The question about whether video games or 'esports' is a real sport is incredibly debatable. It's all a matter of whether sport, by definition, means you should be going outside and kicking a ball or whether we need to acknowledge that chess is considered a sport then why not video games? Both require skill and strategy.
Yet, regardless of where you sit on the debate, there is no denying that e-gamers are equipped with mental focus and sheer competitiveness. With this in mind, Australian University Sport has decided to include esports in its events calendar for the Regional and Australian University Games for the first time.
The Uni Games kick off in Perth on September 25 and attract more than 15,000 student-athletes from 42 tertiary institutions across Australia, and featuring 39 sports; now including League of Legends esports.
League of Legends is an online game played by more than 67 million people globally each month.
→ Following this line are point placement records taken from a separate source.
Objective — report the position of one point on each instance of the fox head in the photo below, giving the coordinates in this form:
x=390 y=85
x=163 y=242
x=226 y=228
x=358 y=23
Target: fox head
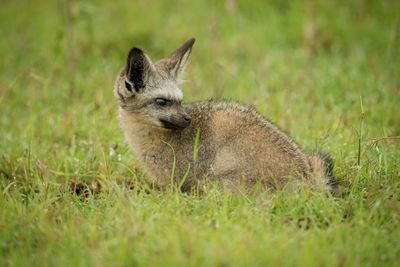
x=154 y=90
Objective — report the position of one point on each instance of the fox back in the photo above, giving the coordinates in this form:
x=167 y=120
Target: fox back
x=207 y=141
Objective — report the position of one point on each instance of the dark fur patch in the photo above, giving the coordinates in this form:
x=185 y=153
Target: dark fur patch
x=136 y=62
x=332 y=181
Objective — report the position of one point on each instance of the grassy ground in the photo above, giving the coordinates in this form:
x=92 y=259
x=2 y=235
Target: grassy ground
x=72 y=191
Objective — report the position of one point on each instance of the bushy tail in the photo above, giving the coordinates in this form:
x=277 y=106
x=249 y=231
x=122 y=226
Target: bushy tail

According to Riot Games, two teams, each with a unique design and play-style, battle head-to-head across multiple battlefields and game modes.
Sean McMahon-MacRae, from Australian University Sport told The Huffington Post Australia the inclusion of egames is a natural process.
"It's part of the evolving generation of gaming sports people. The tertiary education community is responding to this evolution and embracing new technologies, such as esports, as tools to increase engagement of university students on campus," McMahon-MacRae said.
"It allows for more students to get involved in representing their universities and TAFEs at a regional and national level."
21-year-old UTS student Kevin 'Soraa' Mai has been playing League of Legends for five years and recently started playing competitively.
"I'm really excited that League of Legends is being featured as a sport in Uni Games because now people will be aware of the huge amount of skill involved. I realise some people refuse to accept that gaming is a sport, but playing egames is very similar to traditional sport. It still fills you with the same kind of adrenaline as the more physical sports and it is also incredibly competitive," Mai said.
"The world is moving towards virtual worlds so being in Uni Games is really part of the evolution of esports. League of Legends is a team based game and, just like other sports, it's a great way to meet people."
Just like every other competitive sport, Mai claims the nerves hit just as hard.
"You don't want to be the reason your team loses. Everyone is competitive and everybody wants to win."
To claim the Australian University Games League of Legends esports title, teams need to progress through four stages: Inter-University tournaments followed by Regional online tournaments, the Nationals and then - if you're lucky - the Uni Games.